View Full Version : Shelters vs Bugs...

02-14-2003, 15:07
I have been planning to use both a tent and shelters along the trail. Up 'till now I didn't even think about bug issues.

With a tent this is not an issue, but when staying in shelters, I have to assume they can become quite annoying. Seems like a waste to bring along some sort of bug net that I don't need when using the tent. Maybe I should just switch to a tarp err... I mean Hammock.:)

Assuming a NB trip, when will we begin to run into annoying bugs (biting flies and mosquitos)? I wouldn't think until mid-to-late May. But June, July and August are probably going to suck.

02-14-2003, 15:11
Bugs became an issue for me as I approached Shenandoah national Park just before memorial Day weekend. Little gnats with an uncanny ability to land IN your eyes. Mosquitoes reared their ugly head in PA and were worst in MA in late June. hankfully the black flies were gone (for the most part) by the time I reached the White Mountains in Mid-July.

02-14-2003, 15:16
Thanks. When did you leave springer?

02-14-2003, 15:21
Started March 7 2000 at Springer. Finished August 21 2000 on Special K.

The bug situation will vary based upon the amount of precipitation. So.... your experience could be different than mine.

02-14-2003, 16:07
Spring 2001 had a warm spell. The biting bugs were out in NC. Ran into some serious biting gnat type bugs just before we got to Fontana. Weather cooled down and they seemed to go away. So as TNJED says... depends on the year.

Papa Bear
02-14-2003, 21:17
A head net, which weighs nothing, should be a must. It saved my butt hiking in July in the Whites (S. and N. Kinsman) and in April in Massachusetts (I was sectioning around for about 3 months last year).

For sleeping in a shelter I used it once but it was too hot. I should have got out and pitched the tent.

Black fles are the worst and that's when I needed the head net.

Look into a bug bivy for sleeping. I was trying to sleep in a 30 degree bag and a head net and it was like 70 degrees so I almost suffocated.


Sleepy the Arab
02-14-2003, 21:53
I could deal with the little biting gnats that appeared around the Bryant Ridge Shelter area in Virginia.
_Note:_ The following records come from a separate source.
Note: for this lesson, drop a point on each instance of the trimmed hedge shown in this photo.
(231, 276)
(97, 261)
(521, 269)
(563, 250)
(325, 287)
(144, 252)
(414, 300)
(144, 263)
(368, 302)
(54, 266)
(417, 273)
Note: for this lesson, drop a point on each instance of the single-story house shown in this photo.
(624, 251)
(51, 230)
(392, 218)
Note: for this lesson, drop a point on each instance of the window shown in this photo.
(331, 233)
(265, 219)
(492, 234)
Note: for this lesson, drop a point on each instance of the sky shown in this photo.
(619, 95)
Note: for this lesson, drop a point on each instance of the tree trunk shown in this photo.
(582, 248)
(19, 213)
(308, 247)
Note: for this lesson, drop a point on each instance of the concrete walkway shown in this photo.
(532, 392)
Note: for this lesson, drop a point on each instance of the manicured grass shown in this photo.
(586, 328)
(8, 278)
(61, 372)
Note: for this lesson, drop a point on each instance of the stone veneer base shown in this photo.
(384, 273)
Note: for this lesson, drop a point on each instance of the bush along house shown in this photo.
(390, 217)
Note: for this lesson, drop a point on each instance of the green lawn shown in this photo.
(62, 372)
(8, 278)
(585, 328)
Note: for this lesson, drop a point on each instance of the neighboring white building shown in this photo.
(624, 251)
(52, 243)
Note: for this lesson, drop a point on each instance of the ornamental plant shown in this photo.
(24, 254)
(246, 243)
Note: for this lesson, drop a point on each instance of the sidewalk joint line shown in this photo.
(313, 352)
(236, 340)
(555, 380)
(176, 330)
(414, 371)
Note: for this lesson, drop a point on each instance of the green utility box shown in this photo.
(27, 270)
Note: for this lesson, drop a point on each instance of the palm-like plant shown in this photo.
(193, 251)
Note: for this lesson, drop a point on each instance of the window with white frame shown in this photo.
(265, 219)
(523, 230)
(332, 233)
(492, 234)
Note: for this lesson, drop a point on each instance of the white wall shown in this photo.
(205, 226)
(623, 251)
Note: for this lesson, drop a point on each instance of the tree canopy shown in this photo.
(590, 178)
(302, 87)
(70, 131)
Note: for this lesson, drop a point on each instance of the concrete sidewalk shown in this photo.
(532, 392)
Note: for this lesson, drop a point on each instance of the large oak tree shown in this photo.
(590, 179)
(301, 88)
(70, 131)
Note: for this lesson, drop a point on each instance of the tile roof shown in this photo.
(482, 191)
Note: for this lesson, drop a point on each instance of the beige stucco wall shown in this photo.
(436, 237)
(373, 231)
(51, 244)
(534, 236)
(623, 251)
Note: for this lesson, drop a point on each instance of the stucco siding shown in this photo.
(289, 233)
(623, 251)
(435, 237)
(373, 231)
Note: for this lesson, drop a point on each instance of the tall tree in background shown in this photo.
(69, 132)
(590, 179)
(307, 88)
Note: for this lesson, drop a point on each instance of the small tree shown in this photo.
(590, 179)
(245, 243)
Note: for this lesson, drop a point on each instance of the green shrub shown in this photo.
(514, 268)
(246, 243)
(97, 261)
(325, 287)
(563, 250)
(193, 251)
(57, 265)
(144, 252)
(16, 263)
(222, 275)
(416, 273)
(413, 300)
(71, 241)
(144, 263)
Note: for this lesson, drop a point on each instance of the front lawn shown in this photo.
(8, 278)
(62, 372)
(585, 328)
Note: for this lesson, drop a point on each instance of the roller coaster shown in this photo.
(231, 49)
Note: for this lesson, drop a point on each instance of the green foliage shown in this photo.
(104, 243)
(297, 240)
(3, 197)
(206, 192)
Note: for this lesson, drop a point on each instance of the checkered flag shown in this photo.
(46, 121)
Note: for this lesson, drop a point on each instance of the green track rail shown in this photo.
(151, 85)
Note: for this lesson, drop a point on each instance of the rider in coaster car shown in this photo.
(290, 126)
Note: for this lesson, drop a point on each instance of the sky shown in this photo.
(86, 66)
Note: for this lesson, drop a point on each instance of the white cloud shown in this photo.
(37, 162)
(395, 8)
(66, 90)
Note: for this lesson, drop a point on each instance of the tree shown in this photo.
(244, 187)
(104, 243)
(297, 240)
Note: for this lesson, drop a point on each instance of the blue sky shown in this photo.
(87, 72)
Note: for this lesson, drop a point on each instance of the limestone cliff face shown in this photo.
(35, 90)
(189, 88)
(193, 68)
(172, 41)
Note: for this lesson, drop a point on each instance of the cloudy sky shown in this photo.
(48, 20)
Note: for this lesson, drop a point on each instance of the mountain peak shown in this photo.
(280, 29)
The mosquitoes I encountered in Connecticut though were the worst. I couldn't even eat my dinner at Skagti....Schagatico....er, those tentsites about 8 miles south of Kent. Pine Swamp Shelter was also brutal, but should be avaoided just because of the ripe, swamp-brewed water there.

02-16-2003, 15:54
We started March 5th, 2002. I remember bugs becoming a REAL issue as we hit the PA area...and they were out in full force and BRUTAL by New York. The little gnat things never bothered us as much as the mosquitos, but boy did those mosquitos suck. We were covered in bites, everywhere. We bought 100% deet spray and applied it to everything, and that seemed to be a pretty good deterrent while we were moving, but after mid-May, we didn't stay in shelters anymore, we camped in tents the entire remainder of the trip.

The bugs were more horrible than I could have imagined them being...they literally swarmed around some water areas and I remember them being particularly terrible in the field at the Franciscan friar place; Greymoor. I remember reading all this on trailplace before we left and thinking "yeah, but how bad can they be, really?" They are bad. REALLY. Our friends who were tarping bought those Bug-bivy things that don't have a floor but go over your head, leaving your body free; and said "they work, to a degree; but nothing works like a tent." :D

02-16-2003, 20:25
The guy at the backpackers store had some spray with "permethrin" in it. However, he said it was brutal stuff and warned strongly that you cannot let it get on your skin. It was for clothing only, but works at keeping the bugs off, especially when used with deet. Any experience with this or other sprays or laundry addatives?